How to an Iconic Visit Bears Ears Site on the San Juan River
The Wild Expeditions team actually leads two tours that access Utah’s River House ruins (site) on the San Juan River. The UTV Excursion, and the popular Kayak Hummer Expedition. The Kayak Hummer expedition is a full-day trip that combines the best of both southeastern Utah worlds: a river trip and an OHV trip. There are endless ways to have an incredible day adventuring among all the things to do in Bears Ears National Monument—but guests say this day is just about perfect.
I had scheduled just such a day, but a cold front brought overnight frost and created excessively chilly river conditions. The guides—Ian and Elle—consulted with the guests and switched to a round-trip UTV trip instead. No complaints. As the sun rose and warmed the orange-and-purple layers of the Cockscomb and set the cottonwoods on fire, we basked in its light. (It’s worth noting that throughout the season, such game-time substitutions are fairly rare. I booked deep into fall and the possibility of the change had been presented.)
Do not mistake the road to the River House for a typical road. Under most conditions, parts of it are less a road than a “route.” As in, the road that includes a short stretch of the infamously rugged route that pioneers from the Church of Jesus Christ of Latter-day Saints took in 1879 from Escalante to Bluff across 200 miles of sun-drenched, arid Colorado Plateau. “Infamous" meaning, the trip was supposed to take six weeks but actually took six months. Covered wagons are OG all-terrain vehicles but with none of the technology to make them particularly effective at it.
All this is to say that visitors should not take their rental crossover or passenger vehicle down the road to get to the River House.
In fact, while you’ll read reviews for every 4WD trail out there saying they were “surprised by how many Subaru Outbacks there were at the end,” you may also be wise not to take your Subaru on this road. We passed by trucks that had opted to park on the shoulder rather than attempt crossing a deep, wet wash.
Enter Wild Expeditions’ UTVs. Utility Task Vehicles are built for the, ahem, task of tackling roads-in-name-only. Our guide clearly took pleasure in hitting the dips and divots, washes and washouts. The machine had modes for these things.

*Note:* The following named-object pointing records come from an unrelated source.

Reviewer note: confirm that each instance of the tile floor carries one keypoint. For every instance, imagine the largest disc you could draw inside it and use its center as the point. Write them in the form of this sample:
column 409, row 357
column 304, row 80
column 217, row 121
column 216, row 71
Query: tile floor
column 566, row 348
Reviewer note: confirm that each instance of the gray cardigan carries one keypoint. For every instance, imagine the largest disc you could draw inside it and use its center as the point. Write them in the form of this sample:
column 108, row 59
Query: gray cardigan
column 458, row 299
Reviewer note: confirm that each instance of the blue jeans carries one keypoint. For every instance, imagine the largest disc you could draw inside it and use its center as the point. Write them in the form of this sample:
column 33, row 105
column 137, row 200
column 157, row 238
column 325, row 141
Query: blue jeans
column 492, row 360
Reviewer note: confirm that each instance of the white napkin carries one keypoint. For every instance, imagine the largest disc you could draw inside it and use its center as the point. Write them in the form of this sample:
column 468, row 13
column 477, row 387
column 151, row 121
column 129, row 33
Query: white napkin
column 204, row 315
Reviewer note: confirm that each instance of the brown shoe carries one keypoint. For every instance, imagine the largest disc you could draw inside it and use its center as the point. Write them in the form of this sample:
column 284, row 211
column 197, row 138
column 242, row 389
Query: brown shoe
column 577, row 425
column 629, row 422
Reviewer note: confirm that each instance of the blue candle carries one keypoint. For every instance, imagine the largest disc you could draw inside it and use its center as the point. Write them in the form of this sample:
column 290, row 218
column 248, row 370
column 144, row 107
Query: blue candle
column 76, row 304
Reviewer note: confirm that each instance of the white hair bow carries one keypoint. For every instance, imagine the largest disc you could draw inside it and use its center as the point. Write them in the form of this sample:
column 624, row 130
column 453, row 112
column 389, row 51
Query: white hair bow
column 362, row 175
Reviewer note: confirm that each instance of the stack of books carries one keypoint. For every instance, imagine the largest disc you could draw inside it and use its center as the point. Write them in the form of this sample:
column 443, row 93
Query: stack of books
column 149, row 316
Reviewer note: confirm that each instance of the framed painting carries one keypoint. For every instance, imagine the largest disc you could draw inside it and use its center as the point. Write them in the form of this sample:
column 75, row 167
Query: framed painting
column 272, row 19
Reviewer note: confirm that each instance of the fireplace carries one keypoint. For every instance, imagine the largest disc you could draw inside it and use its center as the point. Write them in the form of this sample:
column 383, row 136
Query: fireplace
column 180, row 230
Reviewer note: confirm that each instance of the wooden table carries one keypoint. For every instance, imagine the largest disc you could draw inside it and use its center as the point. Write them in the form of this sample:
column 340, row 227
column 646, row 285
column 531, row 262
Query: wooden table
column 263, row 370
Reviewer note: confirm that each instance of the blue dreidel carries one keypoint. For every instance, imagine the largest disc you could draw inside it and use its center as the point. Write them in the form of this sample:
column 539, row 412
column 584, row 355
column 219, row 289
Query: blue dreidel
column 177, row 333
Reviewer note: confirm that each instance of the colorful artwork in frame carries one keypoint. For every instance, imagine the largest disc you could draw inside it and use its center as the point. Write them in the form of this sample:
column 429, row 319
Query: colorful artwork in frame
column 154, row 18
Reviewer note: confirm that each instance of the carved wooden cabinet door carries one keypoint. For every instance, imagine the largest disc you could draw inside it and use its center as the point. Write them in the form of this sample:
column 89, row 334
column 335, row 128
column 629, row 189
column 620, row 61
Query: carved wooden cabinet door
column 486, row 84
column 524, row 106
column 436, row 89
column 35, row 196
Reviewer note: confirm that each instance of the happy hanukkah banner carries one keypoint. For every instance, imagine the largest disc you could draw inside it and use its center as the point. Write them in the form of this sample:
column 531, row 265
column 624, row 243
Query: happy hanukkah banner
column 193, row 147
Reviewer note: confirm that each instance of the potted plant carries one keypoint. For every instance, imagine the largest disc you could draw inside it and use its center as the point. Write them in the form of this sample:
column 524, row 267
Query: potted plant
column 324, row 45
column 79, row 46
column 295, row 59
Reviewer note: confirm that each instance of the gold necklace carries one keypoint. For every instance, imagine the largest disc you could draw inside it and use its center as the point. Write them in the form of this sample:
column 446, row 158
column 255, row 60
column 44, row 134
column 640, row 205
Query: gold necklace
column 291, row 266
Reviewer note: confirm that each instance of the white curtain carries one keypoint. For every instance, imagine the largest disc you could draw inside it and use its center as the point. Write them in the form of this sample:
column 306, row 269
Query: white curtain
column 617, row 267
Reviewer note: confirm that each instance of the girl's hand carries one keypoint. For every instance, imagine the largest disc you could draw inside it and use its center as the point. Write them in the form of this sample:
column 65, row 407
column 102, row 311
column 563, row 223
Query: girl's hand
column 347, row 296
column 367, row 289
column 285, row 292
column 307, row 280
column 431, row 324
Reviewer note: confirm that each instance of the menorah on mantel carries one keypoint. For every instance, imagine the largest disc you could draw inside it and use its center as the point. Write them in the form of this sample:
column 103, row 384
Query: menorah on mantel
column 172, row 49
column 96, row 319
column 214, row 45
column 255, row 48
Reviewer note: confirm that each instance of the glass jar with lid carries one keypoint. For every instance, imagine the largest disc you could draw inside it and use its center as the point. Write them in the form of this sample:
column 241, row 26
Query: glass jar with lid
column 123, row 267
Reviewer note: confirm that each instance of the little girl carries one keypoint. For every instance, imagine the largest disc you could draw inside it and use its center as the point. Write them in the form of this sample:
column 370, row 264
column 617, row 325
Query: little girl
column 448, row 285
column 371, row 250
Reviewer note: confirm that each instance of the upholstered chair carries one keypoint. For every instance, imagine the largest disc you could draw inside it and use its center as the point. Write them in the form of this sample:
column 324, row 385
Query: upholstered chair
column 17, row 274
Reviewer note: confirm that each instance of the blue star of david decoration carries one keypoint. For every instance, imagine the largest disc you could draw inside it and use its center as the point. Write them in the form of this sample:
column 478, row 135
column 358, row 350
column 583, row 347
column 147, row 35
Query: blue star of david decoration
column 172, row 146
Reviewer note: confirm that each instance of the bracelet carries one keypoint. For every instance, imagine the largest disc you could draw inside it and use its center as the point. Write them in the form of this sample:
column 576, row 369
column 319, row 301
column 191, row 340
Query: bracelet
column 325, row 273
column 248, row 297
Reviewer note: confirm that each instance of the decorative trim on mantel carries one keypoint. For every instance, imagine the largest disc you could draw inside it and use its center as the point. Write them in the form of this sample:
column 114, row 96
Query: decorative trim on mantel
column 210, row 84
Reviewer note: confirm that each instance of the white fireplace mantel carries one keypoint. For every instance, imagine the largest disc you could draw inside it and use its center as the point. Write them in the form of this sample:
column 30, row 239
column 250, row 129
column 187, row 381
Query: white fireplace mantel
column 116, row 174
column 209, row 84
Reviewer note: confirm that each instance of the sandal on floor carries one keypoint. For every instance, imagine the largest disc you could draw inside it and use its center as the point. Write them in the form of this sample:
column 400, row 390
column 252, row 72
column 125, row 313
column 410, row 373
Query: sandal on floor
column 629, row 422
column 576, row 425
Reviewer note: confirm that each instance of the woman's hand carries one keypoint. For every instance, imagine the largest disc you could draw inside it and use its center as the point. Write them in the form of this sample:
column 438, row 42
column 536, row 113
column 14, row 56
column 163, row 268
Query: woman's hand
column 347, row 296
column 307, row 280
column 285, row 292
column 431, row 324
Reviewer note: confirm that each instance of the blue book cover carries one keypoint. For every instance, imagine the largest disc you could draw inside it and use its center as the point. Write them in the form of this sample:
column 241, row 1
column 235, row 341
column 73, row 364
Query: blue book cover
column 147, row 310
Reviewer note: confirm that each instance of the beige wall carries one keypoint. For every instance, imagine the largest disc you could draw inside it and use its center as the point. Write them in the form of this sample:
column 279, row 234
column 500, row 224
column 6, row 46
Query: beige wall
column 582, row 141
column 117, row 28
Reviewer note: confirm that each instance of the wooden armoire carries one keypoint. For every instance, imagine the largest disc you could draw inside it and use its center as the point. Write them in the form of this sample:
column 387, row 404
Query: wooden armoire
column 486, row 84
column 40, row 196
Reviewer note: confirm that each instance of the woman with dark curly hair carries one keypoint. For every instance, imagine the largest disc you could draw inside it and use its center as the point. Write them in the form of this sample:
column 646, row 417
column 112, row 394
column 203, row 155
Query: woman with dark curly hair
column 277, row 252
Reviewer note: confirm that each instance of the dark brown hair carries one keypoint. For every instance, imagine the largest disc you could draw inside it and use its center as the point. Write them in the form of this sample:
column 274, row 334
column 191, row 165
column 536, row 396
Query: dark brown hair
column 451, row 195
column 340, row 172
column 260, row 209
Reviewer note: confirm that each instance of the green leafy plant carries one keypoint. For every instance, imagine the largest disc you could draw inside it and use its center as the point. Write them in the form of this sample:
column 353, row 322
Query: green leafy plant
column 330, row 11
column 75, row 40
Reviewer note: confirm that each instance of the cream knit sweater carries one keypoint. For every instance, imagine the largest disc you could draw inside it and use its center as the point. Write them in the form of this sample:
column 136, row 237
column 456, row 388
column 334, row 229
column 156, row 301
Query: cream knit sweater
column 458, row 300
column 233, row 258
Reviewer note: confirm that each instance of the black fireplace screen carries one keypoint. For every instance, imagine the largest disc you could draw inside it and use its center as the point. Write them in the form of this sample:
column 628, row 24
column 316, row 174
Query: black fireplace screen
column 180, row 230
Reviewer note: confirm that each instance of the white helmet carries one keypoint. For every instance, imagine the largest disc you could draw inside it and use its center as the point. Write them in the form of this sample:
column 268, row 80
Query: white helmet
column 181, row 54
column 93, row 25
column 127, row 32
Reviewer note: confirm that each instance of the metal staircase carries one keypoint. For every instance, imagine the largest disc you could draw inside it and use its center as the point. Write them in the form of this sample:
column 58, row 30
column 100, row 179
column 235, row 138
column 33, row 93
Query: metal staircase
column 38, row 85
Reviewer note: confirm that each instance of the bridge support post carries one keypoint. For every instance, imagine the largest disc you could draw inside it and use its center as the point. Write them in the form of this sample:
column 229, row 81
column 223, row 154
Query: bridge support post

Much, much nicer than choosing between the tentative crawl that leads to getting your car stuck or the YOLO ramming speed that leads to bottoming out and cracking the exhaust manifold.
River House Ruin Utah—A Site to Behold
But can we talk about the River House ruins? (Note: Increasingly, ruins are referred to as archaeological “sites” because of the negative connotation of “ruins.”) If you spend time exploring the wilderness canyons of Bears Ears National Monument, you will discover modest dwellings hidden in deep canyons, perched high atop rocky peninsulas like defensive citadels, and in places seemingly isolated and deliberately private (Read: “Awesome” Solitude: An Extended Hike in Bears Ears National Monument.)
River House, by contrast, has staked out a waterfront view, and rises like a watchtower over the San Juan River floodplain. From some angles, it looks almost carved out of the massive ridge the way Michelangelo found David by patiently chiseling away at a single block of marble.
If anything, it is more like additive sculpture, rock found or possibly quarried, collected, and carried stone by stone and plastered over with adobe mortar into sophisticated architecture: dwellings, kivas, granaries, life-sustaining settlements both natural shelters and defensive positions.
And with that tremendous view of the San Juan River.
But “sculpture” is not at all the right word for these structures just as “art” cannot convey the motivation of most pictograph and petroglyph panels. And a “view” of the San Juan River may well have been secondary or even a nonfactor when compared to the pure utility of the location alongside the land’s lifeblood.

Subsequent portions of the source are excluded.